Applying this definition to our asset in some examples:
  • Compared with the benchmark SPY (139 days) in the period of the last 5 years, the maximum days below previous high of 210 days of Automatic Data Processing is larger, thus worse.
  • Compared with SPY (119 days) in the period of the last 3 years, the maximum time in days below previous high water mark of 210 days is higher, thus worse.

AveDuration:

'The Drawdown Duration is the length of any peak to peak period, or the time between new equity highs. The Avg Drawdown Duration is the average amount of time an investment has seen between peaks (equity highs), or in other terms the average of time under water of all drawdowns.
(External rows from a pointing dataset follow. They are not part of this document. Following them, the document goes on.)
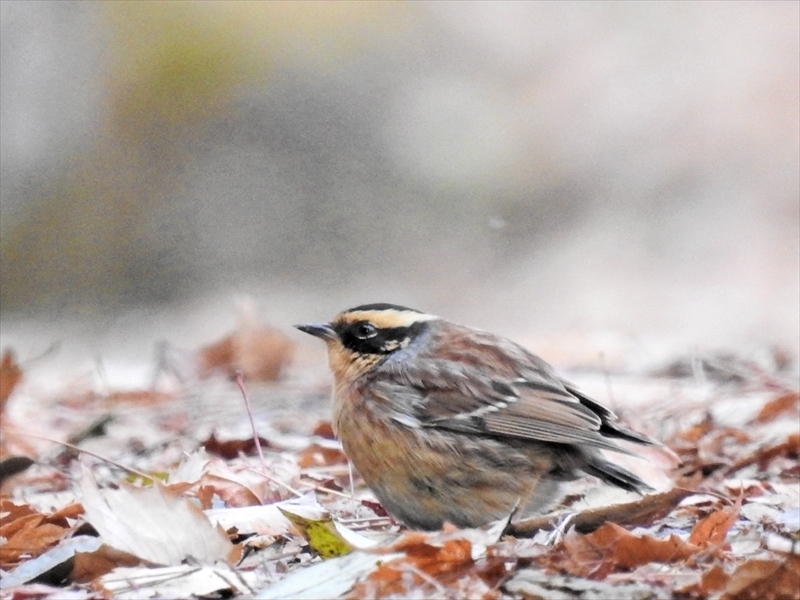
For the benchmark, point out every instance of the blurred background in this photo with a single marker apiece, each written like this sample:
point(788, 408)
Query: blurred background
point(586, 177)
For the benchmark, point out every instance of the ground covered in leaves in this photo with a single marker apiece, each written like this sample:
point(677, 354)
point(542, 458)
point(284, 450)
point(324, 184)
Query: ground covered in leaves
point(162, 490)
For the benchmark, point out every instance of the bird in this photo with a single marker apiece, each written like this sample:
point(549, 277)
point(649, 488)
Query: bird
point(448, 423)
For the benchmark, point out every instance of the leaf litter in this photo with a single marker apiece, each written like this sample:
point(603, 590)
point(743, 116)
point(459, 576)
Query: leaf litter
point(166, 496)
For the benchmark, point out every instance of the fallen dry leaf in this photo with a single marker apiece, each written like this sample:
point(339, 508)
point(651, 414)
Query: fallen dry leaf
point(230, 449)
point(10, 376)
point(640, 512)
point(445, 568)
point(317, 455)
point(713, 529)
point(787, 404)
point(259, 352)
point(765, 580)
point(611, 548)
point(154, 524)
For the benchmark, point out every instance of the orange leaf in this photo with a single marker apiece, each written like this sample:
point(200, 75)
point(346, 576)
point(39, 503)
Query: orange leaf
point(10, 376)
point(765, 580)
point(785, 404)
point(713, 529)
point(611, 548)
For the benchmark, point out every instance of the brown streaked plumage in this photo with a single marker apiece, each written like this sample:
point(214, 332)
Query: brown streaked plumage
point(449, 423)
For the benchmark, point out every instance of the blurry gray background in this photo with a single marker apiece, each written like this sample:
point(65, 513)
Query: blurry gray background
point(552, 170)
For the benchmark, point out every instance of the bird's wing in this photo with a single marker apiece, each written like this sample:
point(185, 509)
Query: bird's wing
point(443, 394)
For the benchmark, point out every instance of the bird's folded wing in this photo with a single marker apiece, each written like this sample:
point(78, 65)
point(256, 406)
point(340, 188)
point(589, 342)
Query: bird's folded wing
point(529, 408)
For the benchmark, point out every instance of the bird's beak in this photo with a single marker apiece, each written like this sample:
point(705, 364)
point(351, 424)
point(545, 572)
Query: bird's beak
point(323, 331)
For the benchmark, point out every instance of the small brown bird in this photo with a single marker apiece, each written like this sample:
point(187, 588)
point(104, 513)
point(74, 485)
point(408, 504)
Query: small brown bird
point(449, 423)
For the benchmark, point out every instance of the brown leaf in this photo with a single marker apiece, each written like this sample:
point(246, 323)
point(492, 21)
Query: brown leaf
point(713, 529)
point(324, 429)
point(29, 533)
point(230, 449)
point(10, 376)
point(790, 447)
point(612, 548)
point(139, 397)
point(444, 569)
point(712, 580)
point(765, 580)
point(260, 353)
point(89, 566)
point(787, 404)
point(640, 512)
point(316, 455)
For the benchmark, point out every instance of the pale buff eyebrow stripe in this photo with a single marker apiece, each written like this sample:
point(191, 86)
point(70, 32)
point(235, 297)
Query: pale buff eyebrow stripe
point(387, 319)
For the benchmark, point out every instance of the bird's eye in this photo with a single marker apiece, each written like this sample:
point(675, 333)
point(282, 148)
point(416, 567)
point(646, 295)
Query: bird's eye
point(365, 331)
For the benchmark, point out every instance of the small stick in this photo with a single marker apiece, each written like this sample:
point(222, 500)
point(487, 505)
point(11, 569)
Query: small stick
point(240, 383)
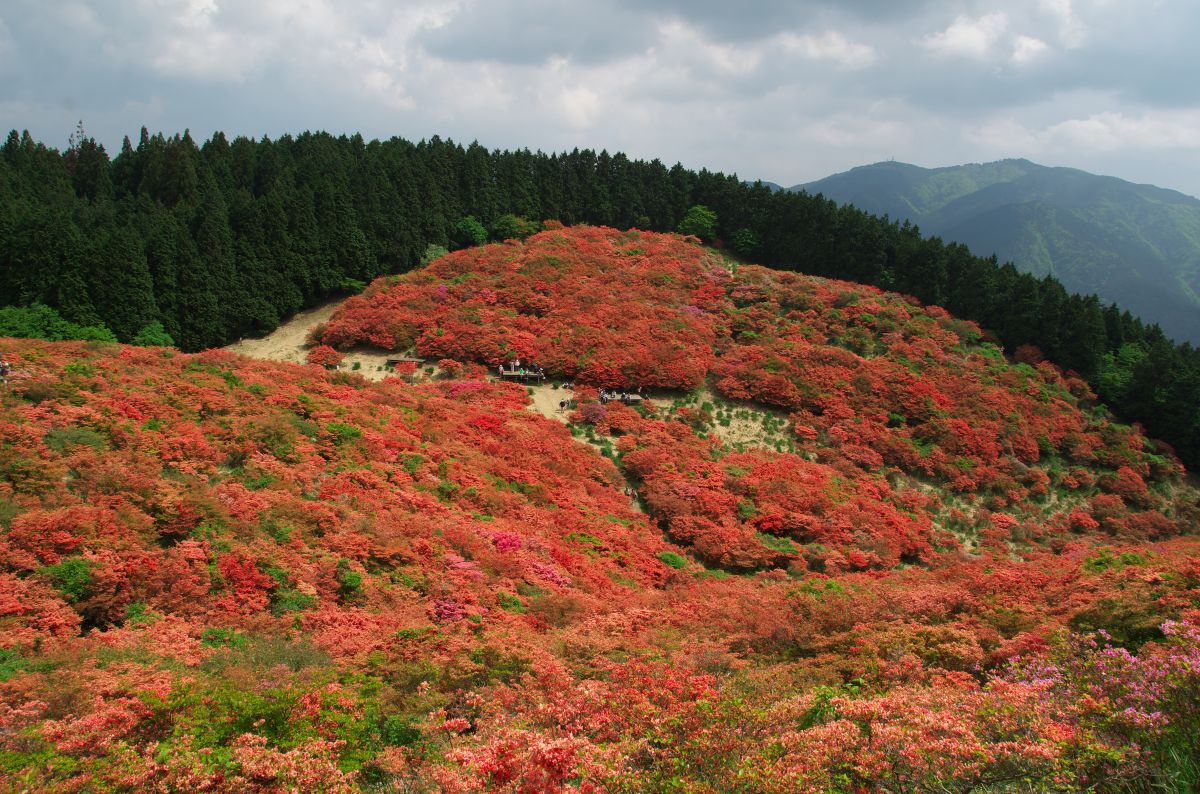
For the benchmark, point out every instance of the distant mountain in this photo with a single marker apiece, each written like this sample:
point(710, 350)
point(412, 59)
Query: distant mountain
point(1135, 245)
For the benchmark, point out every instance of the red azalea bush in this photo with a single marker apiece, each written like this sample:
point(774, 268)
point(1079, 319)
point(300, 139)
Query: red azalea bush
point(227, 575)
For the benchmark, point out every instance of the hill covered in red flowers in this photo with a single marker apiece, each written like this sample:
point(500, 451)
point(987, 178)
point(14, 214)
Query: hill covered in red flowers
point(953, 570)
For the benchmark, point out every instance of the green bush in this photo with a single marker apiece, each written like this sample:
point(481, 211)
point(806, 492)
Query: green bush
point(672, 559)
point(469, 232)
point(72, 577)
point(154, 335)
point(39, 322)
point(701, 222)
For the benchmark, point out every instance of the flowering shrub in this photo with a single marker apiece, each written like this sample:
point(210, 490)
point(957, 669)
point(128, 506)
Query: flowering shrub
point(949, 572)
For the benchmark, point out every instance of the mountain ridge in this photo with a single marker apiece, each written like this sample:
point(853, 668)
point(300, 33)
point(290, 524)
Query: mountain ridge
point(1137, 245)
point(222, 573)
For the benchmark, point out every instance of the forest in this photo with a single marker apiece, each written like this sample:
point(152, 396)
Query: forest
point(933, 569)
point(204, 244)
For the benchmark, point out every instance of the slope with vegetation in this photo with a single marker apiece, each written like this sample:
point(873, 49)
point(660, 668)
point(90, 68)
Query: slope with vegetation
point(225, 239)
point(229, 575)
point(1135, 245)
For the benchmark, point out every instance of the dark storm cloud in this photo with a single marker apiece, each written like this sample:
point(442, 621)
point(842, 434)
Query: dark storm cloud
point(535, 31)
point(789, 91)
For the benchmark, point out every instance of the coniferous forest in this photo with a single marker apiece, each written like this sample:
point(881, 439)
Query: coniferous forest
point(205, 244)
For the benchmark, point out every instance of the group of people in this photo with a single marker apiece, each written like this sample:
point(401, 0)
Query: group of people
point(625, 397)
point(526, 372)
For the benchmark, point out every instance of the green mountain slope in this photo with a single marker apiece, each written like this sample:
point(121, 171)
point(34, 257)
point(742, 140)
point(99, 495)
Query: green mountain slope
point(1135, 245)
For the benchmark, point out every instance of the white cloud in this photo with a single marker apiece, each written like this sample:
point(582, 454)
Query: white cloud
point(969, 37)
point(1071, 28)
point(1027, 48)
point(1095, 133)
point(829, 47)
point(580, 106)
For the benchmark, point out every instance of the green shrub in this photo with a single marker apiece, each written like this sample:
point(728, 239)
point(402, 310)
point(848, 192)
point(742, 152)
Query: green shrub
point(672, 559)
point(61, 439)
point(72, 577)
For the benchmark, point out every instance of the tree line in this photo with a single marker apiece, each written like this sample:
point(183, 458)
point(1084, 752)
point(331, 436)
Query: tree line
point(203, 244)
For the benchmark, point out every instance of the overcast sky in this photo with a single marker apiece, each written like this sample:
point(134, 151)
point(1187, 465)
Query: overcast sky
point(783, 90)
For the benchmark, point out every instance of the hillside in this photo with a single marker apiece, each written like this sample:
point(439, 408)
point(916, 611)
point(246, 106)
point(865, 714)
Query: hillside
point(933, 567)
point(1135, 245)
point(201, 245)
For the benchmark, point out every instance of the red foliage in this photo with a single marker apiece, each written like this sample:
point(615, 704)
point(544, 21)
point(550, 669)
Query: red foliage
point(223, 575)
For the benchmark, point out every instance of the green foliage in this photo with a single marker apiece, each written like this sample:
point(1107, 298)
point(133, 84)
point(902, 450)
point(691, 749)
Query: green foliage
point(11, 662)
point(39, 322)
point(138, 614)
point(699, 221)
point(468, 232)
point(781, 545)
point(285, 600)
point(61, 439)
point(220, 240)
point(343, 433)
point(349, 583)
point(1105, 560)
point(433, 251)
point(744, 242)
point(510, 602)
point(672, 559)
point(513, 227)
point(72, 577)
point(215, 637)
point(154, 335)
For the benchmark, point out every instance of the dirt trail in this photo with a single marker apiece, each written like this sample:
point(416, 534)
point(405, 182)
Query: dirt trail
point(287, 343)
point(743, 423)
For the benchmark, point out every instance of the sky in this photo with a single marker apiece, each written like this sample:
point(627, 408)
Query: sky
point(780, 90)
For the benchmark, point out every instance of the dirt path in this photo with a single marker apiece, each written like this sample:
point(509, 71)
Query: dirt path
point(287, 343)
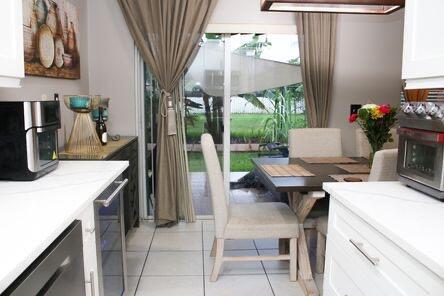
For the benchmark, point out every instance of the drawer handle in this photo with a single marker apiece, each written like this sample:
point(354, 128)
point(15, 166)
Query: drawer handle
point(359, 247)
point(108, 201)
point(91, 282)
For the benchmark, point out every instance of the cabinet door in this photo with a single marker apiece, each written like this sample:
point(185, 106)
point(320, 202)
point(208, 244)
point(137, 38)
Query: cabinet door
point(423, 57)
point(90, 252)
point(11, 43)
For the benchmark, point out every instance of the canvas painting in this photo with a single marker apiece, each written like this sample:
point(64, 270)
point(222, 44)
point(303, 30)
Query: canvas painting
point(51, 38)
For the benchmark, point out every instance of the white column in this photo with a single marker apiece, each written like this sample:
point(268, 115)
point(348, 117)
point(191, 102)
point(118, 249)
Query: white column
point(227, 112)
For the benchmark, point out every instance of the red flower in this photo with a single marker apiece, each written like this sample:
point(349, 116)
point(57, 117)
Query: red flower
point(353, 118)
point(384, 109)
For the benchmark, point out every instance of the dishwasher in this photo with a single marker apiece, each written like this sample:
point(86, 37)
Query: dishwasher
point(110, 239)
point(57, 271)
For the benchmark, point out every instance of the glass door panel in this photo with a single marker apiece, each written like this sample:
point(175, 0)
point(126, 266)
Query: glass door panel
point(204, 92)
point(266, 101)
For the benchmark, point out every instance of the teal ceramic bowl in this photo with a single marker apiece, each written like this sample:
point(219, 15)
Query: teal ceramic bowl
point(81, 103)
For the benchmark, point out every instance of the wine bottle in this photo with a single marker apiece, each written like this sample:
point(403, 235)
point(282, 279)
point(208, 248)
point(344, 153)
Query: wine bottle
point(101, 128)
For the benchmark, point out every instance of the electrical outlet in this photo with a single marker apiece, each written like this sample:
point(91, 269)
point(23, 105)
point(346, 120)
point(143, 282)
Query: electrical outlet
point(354, 108)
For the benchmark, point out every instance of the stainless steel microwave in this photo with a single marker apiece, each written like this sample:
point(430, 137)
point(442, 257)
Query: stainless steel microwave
point(28, 139)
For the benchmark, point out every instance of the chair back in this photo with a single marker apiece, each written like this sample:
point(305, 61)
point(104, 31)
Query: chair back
point(384, 166)
point(363, 147)
point(315, 142)
point(214, 173)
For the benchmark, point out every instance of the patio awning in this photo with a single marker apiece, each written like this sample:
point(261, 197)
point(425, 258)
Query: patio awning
point(248, 73)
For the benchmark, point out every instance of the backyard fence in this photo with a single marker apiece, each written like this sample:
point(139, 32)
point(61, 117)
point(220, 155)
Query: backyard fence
point(241, 106)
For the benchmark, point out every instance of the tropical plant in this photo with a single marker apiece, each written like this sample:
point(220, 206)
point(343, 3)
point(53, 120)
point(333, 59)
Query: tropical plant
point(283, 118)
point(255, 46)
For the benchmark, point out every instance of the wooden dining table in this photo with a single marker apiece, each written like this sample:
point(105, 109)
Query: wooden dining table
point(303, 192)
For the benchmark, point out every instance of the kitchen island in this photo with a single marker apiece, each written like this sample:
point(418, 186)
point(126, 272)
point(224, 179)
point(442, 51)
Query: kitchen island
point(33, 214)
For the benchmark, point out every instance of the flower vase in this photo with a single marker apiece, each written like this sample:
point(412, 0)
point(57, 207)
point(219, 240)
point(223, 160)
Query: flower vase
point(372, 154)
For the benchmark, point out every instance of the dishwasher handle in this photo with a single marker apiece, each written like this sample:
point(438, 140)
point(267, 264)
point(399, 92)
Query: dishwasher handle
point(113, 195)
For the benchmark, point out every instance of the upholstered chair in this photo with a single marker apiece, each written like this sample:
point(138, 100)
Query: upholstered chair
point(384, 166)
point(363, 147)
point(246, 221)
point(315, 142)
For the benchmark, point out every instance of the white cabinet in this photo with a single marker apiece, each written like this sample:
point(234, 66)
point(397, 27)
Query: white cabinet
point(423, 57)
point(362, 261)
point(11, 43)
point(90, 252)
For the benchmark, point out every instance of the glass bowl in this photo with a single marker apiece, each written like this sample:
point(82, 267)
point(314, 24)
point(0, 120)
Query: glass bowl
point(81, 103)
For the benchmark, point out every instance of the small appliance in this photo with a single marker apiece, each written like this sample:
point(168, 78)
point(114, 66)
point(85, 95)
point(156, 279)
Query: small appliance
point(28, 139)
point(421, 145)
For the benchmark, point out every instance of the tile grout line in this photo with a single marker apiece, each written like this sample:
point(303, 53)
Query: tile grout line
point(265, 270)
point(146, 259)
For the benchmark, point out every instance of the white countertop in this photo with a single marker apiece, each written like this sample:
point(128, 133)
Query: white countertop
point(410, 219)
point(33, 214)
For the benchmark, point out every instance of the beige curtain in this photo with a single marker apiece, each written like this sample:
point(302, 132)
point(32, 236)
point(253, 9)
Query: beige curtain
point(167, 34)
point(317, 42)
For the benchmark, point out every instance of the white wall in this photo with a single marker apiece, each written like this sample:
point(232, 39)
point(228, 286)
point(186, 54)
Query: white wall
point(34, 87)
point(111, 64)
point(367, 69)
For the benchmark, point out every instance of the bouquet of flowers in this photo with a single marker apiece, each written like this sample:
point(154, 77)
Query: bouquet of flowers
point(376, 122)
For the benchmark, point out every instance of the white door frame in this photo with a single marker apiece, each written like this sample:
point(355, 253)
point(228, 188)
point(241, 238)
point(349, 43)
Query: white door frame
point(139, 85)
point(227, 113)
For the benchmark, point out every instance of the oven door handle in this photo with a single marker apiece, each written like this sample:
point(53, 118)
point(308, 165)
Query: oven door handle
point(423, 135)
point(110, 199)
So in contrast to the Maximum duration it does not measure only one drawdown event but calculates the average of all.'

Which means for our asset as example:
  • The average days under water over 5 years of Automatic Data Processing is 43 days, which is higher, thus worse compared to the benchmark SPY (35 days) in the same period.
  • During the last 3 years, the average days under water is 51 days, which is greater, thus worse than the value of 27 days from the benchmark.

Performance (YTD)

Historical returns have been extended using synthetic data.

Allocations ()

Allocations

Returns (%)

  • Note that yearly returns do not equal the sum of monthly returns due to compounding.
  • Performance results of Automatic Data Processing are hypothetical, do not account for slippage, fees or taxes, and are based on backtesting, which has many inherent limitations, some of which are described in our Terms of Use.